Merging and mapping are not the same thing. Merging brings together two taxonomies on the same subject, eliminating duplicate terms, supplementing each other with terms from one or the other taxonomy. The end result is a new and improved taxonomy taking the best of both of the legacy taxonomies. Mapping matches one taxonomy against another, so that terms in one taxonomy may be used for terms in another, such as a user interface taxonomy matching to another taxonomy that had been used to index the content. The end result is that one taxonomy can now retrieve more content.

The project I am involved in was described by the client as “mapping,” but then it became apparent that it was really the merging of taxonomies, not mapping. A second “mapping” component of the project turned out to be more about matching taxonomy to content.

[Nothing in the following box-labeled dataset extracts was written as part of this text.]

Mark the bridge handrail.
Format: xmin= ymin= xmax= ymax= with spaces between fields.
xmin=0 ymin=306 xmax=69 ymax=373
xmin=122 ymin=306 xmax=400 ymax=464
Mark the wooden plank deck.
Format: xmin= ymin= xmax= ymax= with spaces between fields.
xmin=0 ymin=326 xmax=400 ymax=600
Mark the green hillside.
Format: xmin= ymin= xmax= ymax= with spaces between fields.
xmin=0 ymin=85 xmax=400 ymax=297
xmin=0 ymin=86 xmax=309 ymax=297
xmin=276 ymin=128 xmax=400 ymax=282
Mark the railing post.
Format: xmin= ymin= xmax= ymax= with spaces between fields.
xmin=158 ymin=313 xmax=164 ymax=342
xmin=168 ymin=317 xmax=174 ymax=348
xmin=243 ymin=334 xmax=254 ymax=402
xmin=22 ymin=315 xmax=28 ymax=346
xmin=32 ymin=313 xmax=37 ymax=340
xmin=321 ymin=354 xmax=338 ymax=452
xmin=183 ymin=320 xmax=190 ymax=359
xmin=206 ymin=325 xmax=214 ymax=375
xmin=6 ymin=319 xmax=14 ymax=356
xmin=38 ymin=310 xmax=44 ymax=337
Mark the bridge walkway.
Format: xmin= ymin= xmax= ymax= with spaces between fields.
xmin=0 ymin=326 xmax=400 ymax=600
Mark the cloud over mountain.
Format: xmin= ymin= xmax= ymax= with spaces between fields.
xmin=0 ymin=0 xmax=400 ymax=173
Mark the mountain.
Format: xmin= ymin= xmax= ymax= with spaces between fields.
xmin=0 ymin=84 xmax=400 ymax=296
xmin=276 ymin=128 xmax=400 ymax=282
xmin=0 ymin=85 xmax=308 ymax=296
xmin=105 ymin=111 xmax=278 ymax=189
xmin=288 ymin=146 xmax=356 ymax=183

While in general it is good practice for the consultant to continue use the client’s own terminology, referring to “merging” as “mapping” was initially confusing. The distinction is important when it comes to activity of term-by-term comparisons, which is done in both merging and mapping.

Equivalent concepts, whether with the same terms or slightly different terms (such as Cars and Automobiles), are easily mapped or merged. So, the distinction between merging and mapping is not that important. In the case of merging you just have to decide which term to use as the preferred term.

The main difference in merging and mapping is how to deal with cases of a term in one taxonomy having a broader meaning that includes a term in the other taxonomy which lacks an equivalent in the first taxonomy. For example, Taxonomy A has the term “Precipitation,” and Taxonomy B has the terms “Snow” and “Rain” but does not have the term “Precipitation.” When you merge taxonomies, you take both terms and establish a hierarchical relationship between them so the merged taxonomy will have Precipitation and two narrower terms of Snow and Rain. As for mapping the taxonomies, you first need to know in which direction you are mapping. If you map from Taxonomy A to Taxonomy B, you cannot map these terms together. You cannot use Snow for Precipitation and you cannot use Rain for Precipitation, because the latter is broader in its meaning. (You could map Precipitation to Weather, if it existed in Taxonomy B, whereas Snow and Rain are left unmapped.) If you map from Taxonomy B to Taxonomy A, then these terms do map. Precipitation can be used for Snow and for Rain, since it includes both in its meaning.

Mapping needs to be precise, because it is relied upon to retrieve pre-indexed content. Merging, on the other hand does not need to be so precise, as a new taxonomy is the result. Therefore, initially mistaking a merging project for a mapping project, as I first did in this case, is not as bad as mistaking a mapping project for a merging project. I don’t think the latter, is likely, though.

Of course, you may have a project that involves merging two taxonomies and then mapping the resulting new taxonomy back to each of the two legacy taxonomies. This is actually not as much work as two consecutive projects. Adding an additional column in a spreadsheet, you can track merging and mapping at the same time. In fact, my current project involves that.